Gelsenkirchen (ABZ). – Im Kraftwerk Scholven in Gelsenkirchen läuft der Rückbau von "Block F". Die Firma Regrata Abbruch setzt dabei unter anderem auf den neuen Hydraulikhammer der Bezeichnung HB 5800 von Epiroc. Das Projekt soll bis September 2026 abgeschlossen sein.
Das Kraftwerk Scholven blickt laut Angaben der Betreiber auf eine mehr als 100-jährige Geschichte zurück. Ursprünglich zur Eigenversorgung der Zeche Scholven errichtet, entwickelte sich der Standort in den 1960er- und 1970er Jahren zu einem der leistungsstärksten Steinkohlekraftwerke Europas mit einer installierten Leistung von 2126 MW. "Block F" wurde 1979 in Betrieb genommen und 2014 stillgelegt.
Mit dem Rückbau des "Block F" wird ein weiterer Schritt zur Transformation des Areals vollzogen. Ziel ist die Errichtung einer neuen Gas- und Dampfturbinenanlage (GuD), die perspektivisch auch mit Wasserstoff betrieben werden kann. Damit soll der Standort Scholven zu einem zukunftsorientierten Energie- und Technologiestandort weiterentwickelt werden.

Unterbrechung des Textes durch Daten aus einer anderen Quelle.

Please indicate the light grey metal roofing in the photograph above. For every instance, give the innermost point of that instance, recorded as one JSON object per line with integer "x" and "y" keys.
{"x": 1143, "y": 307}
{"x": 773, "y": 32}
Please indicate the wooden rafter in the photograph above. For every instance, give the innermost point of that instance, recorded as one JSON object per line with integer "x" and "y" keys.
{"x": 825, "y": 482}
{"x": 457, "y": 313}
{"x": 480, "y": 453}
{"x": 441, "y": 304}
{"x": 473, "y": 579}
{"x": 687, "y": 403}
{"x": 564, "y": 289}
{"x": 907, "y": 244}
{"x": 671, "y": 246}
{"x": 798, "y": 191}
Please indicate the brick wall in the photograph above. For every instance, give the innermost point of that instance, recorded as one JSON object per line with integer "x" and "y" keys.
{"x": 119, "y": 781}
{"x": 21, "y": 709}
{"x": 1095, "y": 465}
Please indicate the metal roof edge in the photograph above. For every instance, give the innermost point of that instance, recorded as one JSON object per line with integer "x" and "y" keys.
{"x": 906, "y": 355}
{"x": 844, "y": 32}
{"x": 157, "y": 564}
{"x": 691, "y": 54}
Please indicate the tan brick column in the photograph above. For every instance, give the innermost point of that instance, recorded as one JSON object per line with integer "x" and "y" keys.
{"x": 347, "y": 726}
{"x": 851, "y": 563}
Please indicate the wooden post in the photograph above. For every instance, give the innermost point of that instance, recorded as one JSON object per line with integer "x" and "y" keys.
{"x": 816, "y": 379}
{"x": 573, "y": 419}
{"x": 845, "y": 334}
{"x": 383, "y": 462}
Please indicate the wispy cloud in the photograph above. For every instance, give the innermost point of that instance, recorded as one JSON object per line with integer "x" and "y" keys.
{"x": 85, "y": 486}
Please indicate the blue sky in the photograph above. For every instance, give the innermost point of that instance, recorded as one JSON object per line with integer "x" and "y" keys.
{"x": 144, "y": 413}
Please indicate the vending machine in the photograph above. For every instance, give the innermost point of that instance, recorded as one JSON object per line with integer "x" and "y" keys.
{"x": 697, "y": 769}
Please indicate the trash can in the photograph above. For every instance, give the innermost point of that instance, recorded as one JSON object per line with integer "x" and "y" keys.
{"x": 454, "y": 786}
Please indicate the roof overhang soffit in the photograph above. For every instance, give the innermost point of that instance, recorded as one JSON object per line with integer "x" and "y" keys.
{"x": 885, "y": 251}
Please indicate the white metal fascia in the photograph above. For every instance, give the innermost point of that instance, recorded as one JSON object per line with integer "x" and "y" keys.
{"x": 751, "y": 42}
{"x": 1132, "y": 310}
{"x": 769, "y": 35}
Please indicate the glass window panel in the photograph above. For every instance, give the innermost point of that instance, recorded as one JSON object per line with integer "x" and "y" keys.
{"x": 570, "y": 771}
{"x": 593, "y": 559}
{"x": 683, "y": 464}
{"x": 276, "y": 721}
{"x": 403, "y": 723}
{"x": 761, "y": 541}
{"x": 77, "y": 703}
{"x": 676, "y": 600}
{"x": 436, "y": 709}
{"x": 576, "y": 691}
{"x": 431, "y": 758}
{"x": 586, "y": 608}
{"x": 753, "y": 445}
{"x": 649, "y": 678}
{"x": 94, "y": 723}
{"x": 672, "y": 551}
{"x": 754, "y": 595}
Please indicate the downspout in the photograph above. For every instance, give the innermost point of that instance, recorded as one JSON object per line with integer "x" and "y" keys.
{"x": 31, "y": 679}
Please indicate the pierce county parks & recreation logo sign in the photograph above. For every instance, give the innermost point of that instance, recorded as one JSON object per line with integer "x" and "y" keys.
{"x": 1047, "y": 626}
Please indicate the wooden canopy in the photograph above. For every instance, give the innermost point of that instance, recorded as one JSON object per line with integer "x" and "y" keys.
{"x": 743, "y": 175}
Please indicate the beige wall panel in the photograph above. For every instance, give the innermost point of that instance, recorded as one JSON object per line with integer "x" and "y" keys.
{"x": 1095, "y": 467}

Regrata Abbruch und Recycling ist ein Unternehmen der Matthäi-Gruppe und übernimmt im Auftrag der Uniper Kraftwerke die Projektleitung. Für den Rückbau setzt das Unternehmen auf verschiedene spezialisierte Großgeräte. Besonders hervorzuheben ist in diesem Zusammenhang der neue Epiroc-Hydraulikhammer HB 5800. Mit einem Einsatzgewicht von 5800 kg eignet sich das Anbaugerät für Trägergeräte zwischen 58 und 100 t. Seine hohe Schlagkraft ermöglicht laut Aussage des Herstellers den effizienten Abbruch massiver Betonstrukturen.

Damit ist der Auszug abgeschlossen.